Egyptian Walking Onions

These are "Egyptian Walking Onions."  We learned about them at Old Sturbridge Village.  They have an onion flavor, and the entire plant is edible.

The reason they are called "Walking Onions" is that the bulbs at the end of the stalks eventually get heavy, and the stalk bends over as the bulb touches the ground.  At this point, a new plant will grow.  They can walk right across your garden that way!

Yesterday I made pesto (see post of 7-10-2010), as you might guess from the cropped basil in the background of the photo.  I also had a few leftover bell peppers.  As a side dish, I decided to cook up the peppers in my 8" cast iron skillet with some olive oil.  I added two stalks of the Egyptian Walking Onions, cut like scallions.  I also added a spoonful of that all-purpose "Wow" seasoning that we like.  In the photo below, you can see that the fork is pointing at one of the cut-up walking onion stalk bits.

The "Notta Pasta" rice fettuccini is a good pairing with the pesto.  Once it was cooked, I was careful to rinse it with hot water that I heated on the stove as I cooked the pasta.  Too much mixing doesn't work here (it gets gummy!) ..... so I gently mixed my pesto without the cheese into the pasta, and we generously added parmesan on top, at our individual plates.

After this dinner, John was meeting friends at a restaurant where he did not feel comfortable about it being gluten was an Italian restaurant with lots of opportunity for cross-contamination.  He went ahead to meet his friends, simple joining them with a beverage, feeling comfortably full from our home-cooked meal. 

Saturday, June 4, 2011

Apple Skillet Cake

Yesterday was my birthday.  I needed a cake to tote over to my parents' house in the evening. 

Not long ago, I purchased this book, "The Cake Mix Doctor Bakes Gluten-Free" by Anne Byrn.  I have some of her previous books, which I don't anticipate using much any more since all the recipes contain gluten.  I was very excited to see this one!

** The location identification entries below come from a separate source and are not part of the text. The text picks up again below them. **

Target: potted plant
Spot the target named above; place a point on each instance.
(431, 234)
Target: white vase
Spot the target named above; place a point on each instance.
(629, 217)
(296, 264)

On page 167 is her "Fresh Apple and Pear Skillet Cake."  I used this cake mix by Cherrybrook Kitchen:

I made modifications, of course.  Instead of 6 Tbs of butter, I used 4 Tbs of butter plus 2 Tbs of canola oil.  I used strictly butter in the apple mixture which comes out on top after you flip it over onto a plate, and the leftover two plus two of oil in the cake mix.  I also used two apples instead of an apple and a pear.  I omitted the instant pudding mix, and added about 1/4 tsp of nutmeg.  (Of course ... Connecticut is "The Nutmeg State!)

Here's how it looked when it came out of the oven.

At that time, I looked at the directions, which I should have done more carefully to begin with, and it said,

      "Serve the cake warm."

Impossible.  I wasn't heading to my parents' house for another four hours!

I waited the five minutes, ran a knife around the edge of my 10-inch cast iron skillet, and flipped it over onto a cake plate.  The plate had one of those dome-like covers.  That worked out well to store it after it had cooled. 

Being cooled, the cake was FINE.  It tasted delicious with a dollop of whipped cream!  My parents liked it with a spoonful of vanilla frozen yogurt on the side. 

In any case, it was an excellent birthday dessert.  I would like to try this with other fruits!